Decorative double hemisphere map of the world, with four additional hemispheric maps and two celestial models.
Compiled by J.M. Haas, Professor of Mathematics at Wittenberg, this double hemisphere map of the world is a captivating blend of cartographic precision, historical insights, and artistic embellishments.
One of the map's most fascinating aspects is its depiction of Australia and New Zealand, both represented incompletely, indicative of the nascent state of exploration in the Southern Hemisphere during this period. This predates the voyages of Captain James Cook and thus provides a unique insight into the speculative geographies that characterized early representations of these regions.
The map is decorated with two elaborate cartouches, adding a layer of artistic grandeur to the already intricate cartographic detail. Four smaller maps display polar projections, offering alternative views of the world and highlighting the North and South Poles' significance in the geographical imagination of the time.
Additionally, the map features two models of the sun illuminating the earth, a nod to contemporary understandings of the solar system and the earth's place within it. These models not only serve a decorative function but also provide a scientific context to the map's geographical portrayals.
This is the early state of the map, pre-dating the addition of the details from the Russian explorations along the Coast of North America by Behring, Tschirikow and others, which provided the first glimpses at the outlines of the Alaska and the the Northwest Coast of America, but pre-dating the first appearance of the Sea of the West.

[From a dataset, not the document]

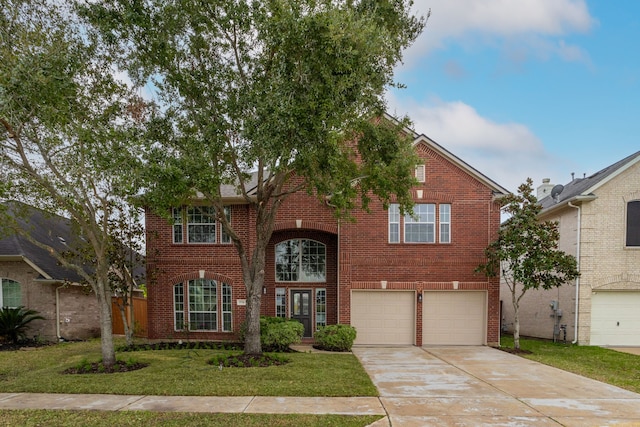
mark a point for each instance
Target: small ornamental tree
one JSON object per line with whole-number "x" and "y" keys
{"x": 526, "y": 253}
{"x": 68, "y": 129}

Homann Heirs was a German publishing firm that enjoyed a major place in the European map market throughout the eighteenth century. Founded in 1702 by Johann Baptist Homann, the business passed to his son, Christoph, upon Johann’s death in 1724. Christoph died in 1730, aged only 27, and the firm was inherited by subsequent Homann heirs. This altered the name of the company, which was known as Homann Erben, or Homann heirs. The firm continued in business until 1848.